The fucking knob mumbles, whispers and lets words trail away. If you ask him to repeat it, he starts speaking like a normal human being, but just at the bit where you lost it, he trails away again (or adopts a pitch higher than that of most bats).
He's worst at doing this when wherever we are is quite noisy, he's got the TV, radio and his phone going at once or when it's late at night and very quiet, so I would be able to hear him if he actually spoke.
The last time we had this, it didn't go how he planned.
'Mitz? I was thinking that if we did...mumble...then what would happen is that there would be...mutter, mutter, silent mouth moving and face pulling...'
I'm half asleep at this point and wake up, turn around in bed and ask him 'Hmmm? Sorry, I couldn't quite hear you'.
'Well, what I thought and maybe it's a bad idea, but you know when it happened and the result was something, well, maybe we could...mumble mumble, pulls a face in the dark'.
'Huh? You want us to what?'
(pulls face in the dark) 'Ah, well if you feel like that, I won't say anymore about it'.

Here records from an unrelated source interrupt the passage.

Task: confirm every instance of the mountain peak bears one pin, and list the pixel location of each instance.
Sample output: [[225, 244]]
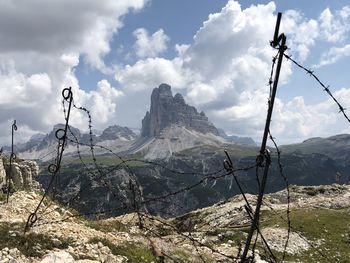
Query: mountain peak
[[167, 110]]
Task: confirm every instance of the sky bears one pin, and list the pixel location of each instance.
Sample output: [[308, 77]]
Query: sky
[[215, 53]]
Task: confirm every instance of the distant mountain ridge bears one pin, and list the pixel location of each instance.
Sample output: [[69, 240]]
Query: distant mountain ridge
[[171, 125], [166, 110]]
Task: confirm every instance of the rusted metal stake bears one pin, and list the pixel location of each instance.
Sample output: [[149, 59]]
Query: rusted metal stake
[[12, 157], [264, 155]]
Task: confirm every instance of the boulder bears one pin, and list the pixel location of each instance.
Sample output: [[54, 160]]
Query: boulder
[[22, 173], [58, 257]]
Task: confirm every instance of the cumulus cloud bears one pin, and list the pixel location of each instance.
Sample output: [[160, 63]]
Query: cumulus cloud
[[225, 70], [62, 26], [38, 53], [333, 55], [335, 26], [150, 46]]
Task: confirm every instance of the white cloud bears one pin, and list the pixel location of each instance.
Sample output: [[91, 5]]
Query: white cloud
[[150, 46], [334, 27], [63, 26], [38, 53], [333, 55], [225, 71]]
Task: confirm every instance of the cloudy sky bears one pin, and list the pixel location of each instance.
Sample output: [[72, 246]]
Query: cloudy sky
[[215, 53]]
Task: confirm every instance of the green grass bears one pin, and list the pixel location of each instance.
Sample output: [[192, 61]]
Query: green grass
[[332, 226], [11, 236], [136, 253]]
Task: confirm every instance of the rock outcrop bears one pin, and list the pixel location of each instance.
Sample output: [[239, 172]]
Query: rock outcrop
[[22, 173], [2, 173], [167, 110]]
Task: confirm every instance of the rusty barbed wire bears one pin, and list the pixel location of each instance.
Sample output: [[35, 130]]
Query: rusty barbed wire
[[12, 158], [285, 179], [54, 168], [325, 88]]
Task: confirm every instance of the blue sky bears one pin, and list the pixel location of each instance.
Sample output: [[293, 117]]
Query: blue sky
[[215, 53]]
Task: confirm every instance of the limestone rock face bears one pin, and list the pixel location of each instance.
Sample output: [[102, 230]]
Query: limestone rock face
[[2, 173], [117, 132], [166, 110], [22, 173]]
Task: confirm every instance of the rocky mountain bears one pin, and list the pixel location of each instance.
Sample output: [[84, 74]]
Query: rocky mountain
[[43, 147], [22, 173], [236, 139], [116, 132], [318, 232], [167, 109]]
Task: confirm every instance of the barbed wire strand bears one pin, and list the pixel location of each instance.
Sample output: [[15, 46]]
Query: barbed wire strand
[[325, 88], [285, 179]]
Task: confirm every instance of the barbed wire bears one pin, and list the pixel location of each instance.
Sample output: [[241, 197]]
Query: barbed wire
[[325, 88], [54, 168], [285, 179]]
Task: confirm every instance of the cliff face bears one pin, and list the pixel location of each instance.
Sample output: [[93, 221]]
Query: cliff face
[[22, 173], [167, 109]]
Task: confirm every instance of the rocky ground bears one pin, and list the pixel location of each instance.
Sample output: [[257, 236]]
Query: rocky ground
[[320, 231]]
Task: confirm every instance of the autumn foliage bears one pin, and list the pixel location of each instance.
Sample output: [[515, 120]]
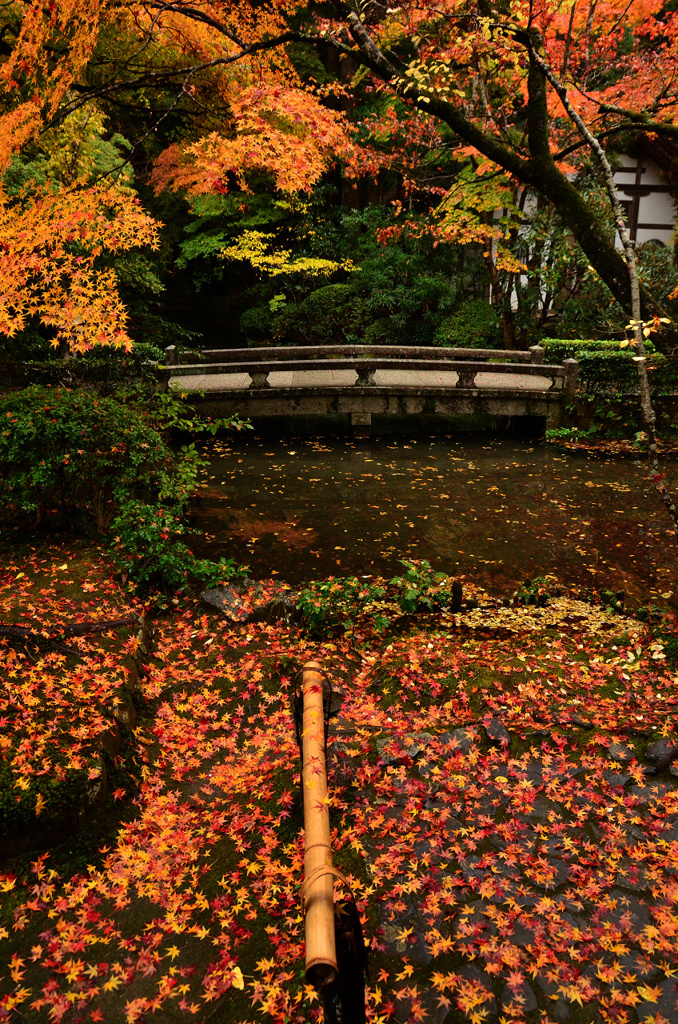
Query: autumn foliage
[[479, 869]]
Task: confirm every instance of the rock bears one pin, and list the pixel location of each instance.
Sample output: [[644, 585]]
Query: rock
[[394, 751], [246, 601], [621, 753], [617, 778], [662, 754], [522, 996], [582, 723], [497, 732], [460, 739]]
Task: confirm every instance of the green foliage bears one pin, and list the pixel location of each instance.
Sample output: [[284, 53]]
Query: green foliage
[[592, 310], [102, 464], [332, 603], [398, 295], [149, 550], [171, 411], [537, 591], [606, 368], [74, 456], [473, 325], [420, 587], [557, 349]]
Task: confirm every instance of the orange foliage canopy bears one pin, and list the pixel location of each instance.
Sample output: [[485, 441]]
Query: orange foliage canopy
[[51, 242], [281, 130], [227, 67], [47, 263]]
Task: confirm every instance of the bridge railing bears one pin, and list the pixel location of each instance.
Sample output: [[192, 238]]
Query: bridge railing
[[262, 361], [174, 356]]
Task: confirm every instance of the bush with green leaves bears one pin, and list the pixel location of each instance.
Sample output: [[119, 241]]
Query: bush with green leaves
[[149, 550], [422, 588], [473, 325], [74, 456], [332, 603], [557, 349], [99, 464]]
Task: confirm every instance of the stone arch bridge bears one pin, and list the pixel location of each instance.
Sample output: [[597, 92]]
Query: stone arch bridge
[[361, 385]]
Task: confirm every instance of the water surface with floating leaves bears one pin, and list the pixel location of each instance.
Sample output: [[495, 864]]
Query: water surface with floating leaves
[[496, 510]]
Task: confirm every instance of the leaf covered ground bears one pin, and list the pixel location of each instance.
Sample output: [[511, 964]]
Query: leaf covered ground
[[512, 856]]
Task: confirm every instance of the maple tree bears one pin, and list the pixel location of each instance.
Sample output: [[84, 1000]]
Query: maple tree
[[486, 74]]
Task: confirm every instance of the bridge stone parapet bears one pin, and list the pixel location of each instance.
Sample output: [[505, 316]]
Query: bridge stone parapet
[[358, 383], [363, 408]]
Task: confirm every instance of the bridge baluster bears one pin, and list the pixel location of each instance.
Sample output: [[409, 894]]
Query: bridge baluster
[[466, 378], [365, 376], [259, 378]]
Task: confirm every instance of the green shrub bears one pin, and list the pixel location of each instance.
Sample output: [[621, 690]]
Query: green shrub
[[332, 603], [557, 349], [149, 550], [76, 456], [473, 325], [420, 587]]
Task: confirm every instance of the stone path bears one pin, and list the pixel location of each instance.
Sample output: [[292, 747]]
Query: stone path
[[346, 378], [564, 870]]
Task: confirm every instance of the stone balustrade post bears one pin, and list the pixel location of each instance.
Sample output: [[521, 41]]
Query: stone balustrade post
[[365, 376], [259, 379], [466, 378]]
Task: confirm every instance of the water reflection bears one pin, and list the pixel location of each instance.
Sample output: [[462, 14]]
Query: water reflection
[[498, 510]]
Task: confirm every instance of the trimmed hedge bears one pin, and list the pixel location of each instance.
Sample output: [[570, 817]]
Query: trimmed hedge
[[605, 368]]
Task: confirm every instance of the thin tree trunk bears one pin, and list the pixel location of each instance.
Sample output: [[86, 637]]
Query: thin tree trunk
[[647, 410]]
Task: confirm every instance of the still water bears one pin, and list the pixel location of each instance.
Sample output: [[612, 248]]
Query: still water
[[496, 510]]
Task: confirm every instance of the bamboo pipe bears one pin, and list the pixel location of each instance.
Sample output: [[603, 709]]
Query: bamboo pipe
[[321, 951]]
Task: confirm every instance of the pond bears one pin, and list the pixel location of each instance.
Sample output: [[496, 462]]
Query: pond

'Anymore about what? Babe, you know I've got Tinnitus, right?'
'Yes'
'You know that means my entire left side is constantly filled with a hiss like a powered up amplifier with no signal?'
'Yes'
'So I wear a headphone to try and block the noise out so I can go to sleep?'
'Yes'
'And I lie on my right side because you wanted that side of the bed?'
'Yes'
'The right side being the one where I can actually hear you?'
'And not only do I need glasses to see the pillow properly and I don't wear them when I'm sleeping, it's dark so I can't lipread when you stop making sounds?'
'Yeah. Where are we going with this, because if I'm in.....mumble mumble facepull'
'You have to use words or I can't hear you.'
'Am I in trouble, because you know that, mumble mumble facepull and all I said was that maybe, possible we could, but if you're mad we won't and that's fine, I just thought that well, mumble mumble (turns head away and makes deep muttering noise that is precisely the right frequency to be completely obliterated by the fucking hissing noise in my head)'
'I CAN'T FUCKING HEAR YOU. USE YOUR FUCKING WORDS OR SEND ME A FUCKING TEXT MESSAGE. I'M FUCKING SICK OF THIS FUCKING MUMBLING SHIT. JUST TELL ME WHAT YOU WANT AND I'LL SAY YES OR NO BUT FOR LOVE OF GOD STOP FUCKING WHISPERING AND MUMBLING INTO THE ONE EAR I HAVE THAT DOESN'T FUCKING WORK ANYMORE'
There is absolutely nothing wrong with my other ear. The hearing isn't just great, it's exceptional. The fucking hiss can't be fixed, as it's autoimmune in nature. Hearing aids would do nothing but amplify sounds to a level that would cause me actual hearing loss in that ear. JUST STOP FUCKING MUMBLING IN THE SHIT ONE. SPEAK TO THE WORKING ONE OR TURN ON THE FUCKING LIGHT AND FACE ME SO I HAVE A FUCKING FIGHTING CHANCE OF LIPREADING. Or we can go on a BSL course together SO I CAN SIGN TO YOU STOP FUCKING MUMBLING WHEN YOU TRY TO SIGN WITH YOUR ARMS UNDERNEATH THE FUCKING DUVET.